Cuando las cosas se improvisan, no existe un apoyo institucional serio, no se les pone calor ni ilusión…. el resultado no puede ser otro que el fracaso. Al más absoluto de los desastres se ha llevado la que el Círculo Taurino, (ahora es el momento de irse presidente aunque pudo ser agosto) con el visto bueno de su Ayuntamiento, han querido llamar la IV Feria «Blanca Villa del Toro». Dos conferencias y una clase práctica de la Escuela Taurina era «toda» su programación.
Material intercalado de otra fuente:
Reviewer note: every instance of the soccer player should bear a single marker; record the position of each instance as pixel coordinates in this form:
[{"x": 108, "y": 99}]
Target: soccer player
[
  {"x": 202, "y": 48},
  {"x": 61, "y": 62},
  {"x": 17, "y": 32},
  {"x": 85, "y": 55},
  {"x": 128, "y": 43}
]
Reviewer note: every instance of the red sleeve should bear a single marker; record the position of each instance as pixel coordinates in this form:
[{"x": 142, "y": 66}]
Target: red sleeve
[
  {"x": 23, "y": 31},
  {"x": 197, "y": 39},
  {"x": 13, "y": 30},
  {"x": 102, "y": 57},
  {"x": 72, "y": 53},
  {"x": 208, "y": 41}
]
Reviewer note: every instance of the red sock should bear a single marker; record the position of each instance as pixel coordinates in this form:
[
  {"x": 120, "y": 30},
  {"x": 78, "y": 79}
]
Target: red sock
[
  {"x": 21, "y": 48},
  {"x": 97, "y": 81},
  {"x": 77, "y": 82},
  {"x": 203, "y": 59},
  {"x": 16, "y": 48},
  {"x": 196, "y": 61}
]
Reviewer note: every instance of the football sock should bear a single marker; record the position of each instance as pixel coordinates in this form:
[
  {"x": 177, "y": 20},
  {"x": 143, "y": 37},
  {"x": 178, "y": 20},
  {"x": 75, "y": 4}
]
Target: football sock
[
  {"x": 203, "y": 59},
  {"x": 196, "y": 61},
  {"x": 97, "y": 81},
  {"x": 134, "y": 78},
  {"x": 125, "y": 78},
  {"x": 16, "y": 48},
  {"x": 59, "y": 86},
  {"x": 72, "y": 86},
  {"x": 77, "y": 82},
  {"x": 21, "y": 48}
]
Una población en la que el encierro forma parte de su idiosincrasia ni se celebró, ni tampoco una novillada o Festival Taurino, ni un ciclo amplio de conferencias con matadores, empresarios…una pifia que se ha cargado un ciclo, una idea de tránsito entre el invierno y las fiestas de agosto en materia taurina, una cita con el mundo y las gentes del toro… Se necesitan narices o vergüenza llamar a esto «Blanca Villa del Toro» con los antecedentes pasados.
A la clase de la Escuela acudieron veinte personas y ni se vio a Liria y José Mari Ortín sus profesionales; a la conferencia menos de un cuarto de plaza y a la que ayer dio nuestro compañero Diego Vera, lo único que tenía nivel, menos de la mitad del aforo.
Y todo esto comenzó con la ineptitud de un alcalde, sus asesores, los vetos y el hacer aparecer por allí a Juan Reverte a primeros de agosto. Desde luego, que Blanca ha experimentado un cambio político: en materia taurina, a mal.
Ni ambiente taurino, malestar en ciertos corrillos, ni una oposición que apriete las clavijas, corredores que no puede correr…una pena.